Whilst I agree that some sensible steps like a grab bag and a couple of days of food can be handy, for me, personal resilience is more about

  • Information and Awareness – as a product of working in emergency management I have a very good understanding of both the risks and the planned responses, I therefore understand the risks that could impact me
  • Options – there are many options open to me, if there is a problem affecting my home I have friends I can stay with, if there is a problem affecting my work I have the ability to work from home, if there is a problem affecting the train I can get the bus…making more options available to more people increases their resilience
  • Cushioning – none of us can prevent emergencies from happening but we can reduce their impact. For that reason I checked my exposure to flood risk before moving into my house, I have insurance and a contingency fund, and I (try to) eat healthily.
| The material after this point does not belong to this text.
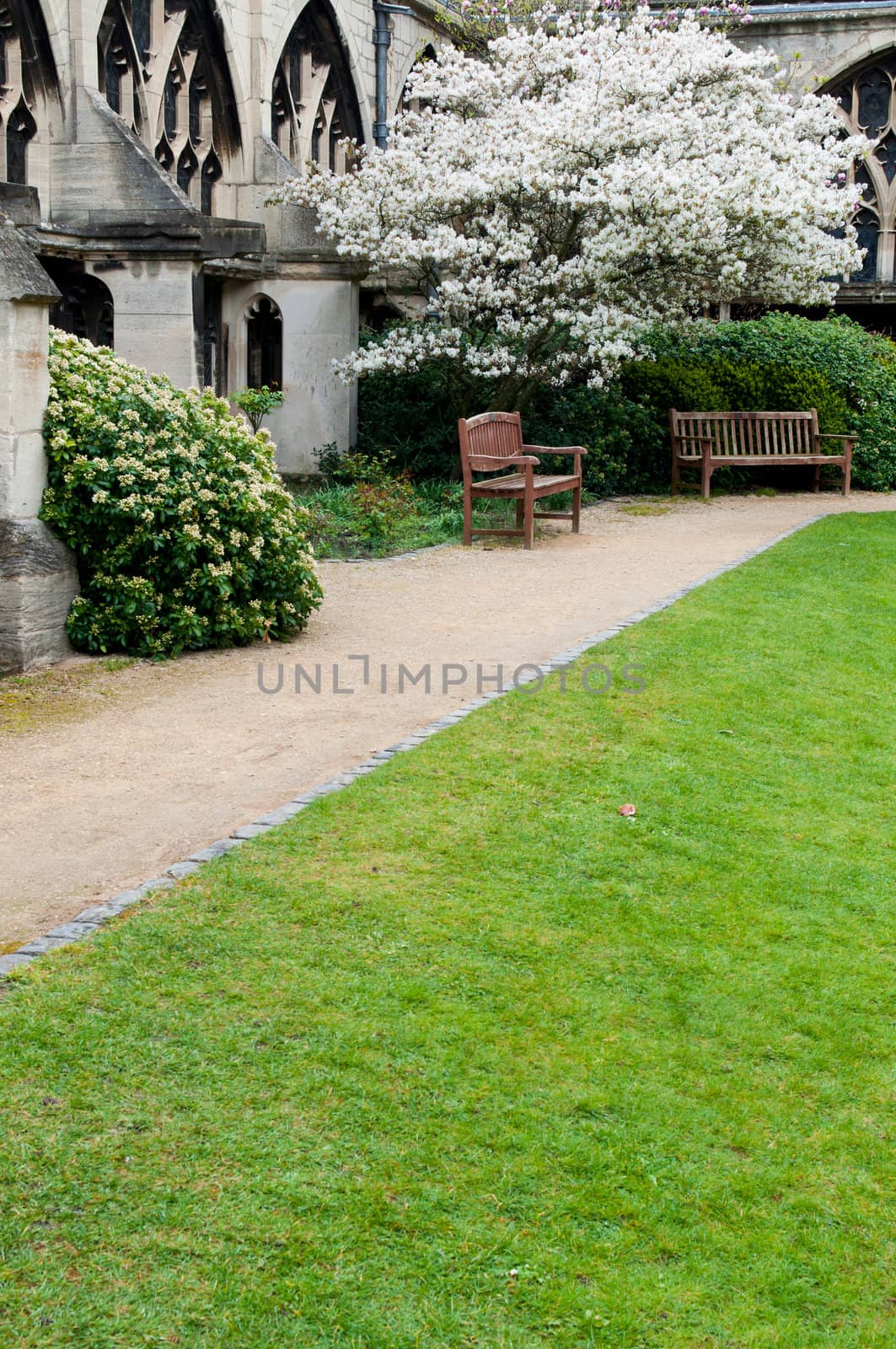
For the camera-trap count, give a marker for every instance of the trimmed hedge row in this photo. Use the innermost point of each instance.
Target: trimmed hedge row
(775, 363)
The first two factors enable improvisation. The third element provides a time window where I can determine whether improvisation is required. Together the combination of all three means my focus isn’t just on responding once something bad does happen, but trying to mitigate potential impact in advance.

Maybe I’d feel differently if were exposed to more risk. Or maybe the rationale behind the gadgets and bunkers just hasn’t been clearly articulated to me. Either way, if I were to make a video about my own resilience, it wouldn’t be much of a ‘show and tell’.